Scientists are testing whether a cheap malaria drug called chloroquine could be used as a treatment for Covid-19.
Scientists are exploring whether an inexpensive anti-malaria drug could be an effective treatment for coronavirus. Chloroquine has been used for decades to prevent people catching malaria, a disease spread by mosquitos.
As the race to find a cure to halt the coronavirus pandemic continues, scientific attention has turned to the drug’s anti-viral effects.
On Thursday (19 March), US president Donald Trump and the US Food and Drug Administration commissioner Dr Stephen Hahn announced that chloroquine was one of a number of approaches being tested to tackle Covid-19.
The University of Minnesota revealed on Tuesday (17 March) that it was launching a clinical trial of whether hydroxychloroquine, a derivative of chloroquine, can prevent people catching coronavirus. Trial volunteers who have been exposed to someone with known Covid-19, but who are not ill, will be given hydroxychloroquine to test whether it can stop the illness developing or reduce its severity.
Remdesivir. Hydroxychloroquine. Losartan. Our researchers are studying the efficacy of different drug treatments for #coronavirus. Dr. Tim Schacker, Vice Dean for Research, spoke with the @nytimes about the University's work.
?➡️ https://t.co/bB6CagVv7v pic.twitter.com/JQJYfaenJS— UMN Medical School (@umnmedschool) March 19, 2020
Cheap and safe in humans
According to a laboratory test conducted by the Wuhan Institute of Virology in China, chloroquine was found to be “highly effective” in controlling Covid-19 infection. The World Health Organisation has also included chloroquine as one of the drugs being prioritised under its global Solidarity Trial – an international study bringing together various nations’ efforts to test potential coronavirus treatments.
Other drugs being focused on for testing include remdesivir, in development as an anti-Ebola virus treatment, and lapinovir/rotinovir, a HIV drug.
Dr Andrew Preston, reader in microbial pathogenesis at the University of Bath, said: “Chloroquine is better recognised as an anti-malarial drug.
“It is cheap, considered relatively safe in humans and has been used for over 70 years.
“However, for over 10 years there have been studies reporting the anti-viral effects of chloroquine, or its common derivative hydroxy-chloroquine, against flu and SARS, raising hope of activity against the current pandemic virus.”
Preston said studies showing chloroquine’s anti-viral effects during the previous SARS virus outbreak received “relatively little attention” as it died away.
He highlighted recent research in Marseille, France, where a trial of chloroquine treatment on 20 Covid-19 patients in hospital saw 70pc considered to be cured after six days.
May be possible to accelerate clinical trials
Preston emphasised more scrutiny was needed of the results as well as larger controlled trials on chloroquine’s effectiveness.
“But in among the oppressive darkness of the current situation, any glimmer of hope is very welcome,” he added.

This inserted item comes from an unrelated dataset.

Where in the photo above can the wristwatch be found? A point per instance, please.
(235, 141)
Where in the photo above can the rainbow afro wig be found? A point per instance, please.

Robin May, professor of infectious disease at the University of Birmingham, said of chloroquine: “It is a drug that has a long history of use against malaria, essentially because it diffuses into red blood cells, making the environment within the cell less suitable for the parasite to live in.
“Since it has a long history of clinical use, the safety profile of chloroquine is well-established and it is cheap and relatively easy to manufacture, so it would – theoretically – be fairly easy to accelerate into clinical trials and, if successful, eventually into treatment.”
Last month, it emerged that the UK’s Department for Health and Social Care had banned the ‘parallel export’ of chloroquine and ritonavir/lopinavir. Parallel exporting occurs when companies buy medicines meant for UK patients and sell them on for a higher price in another country.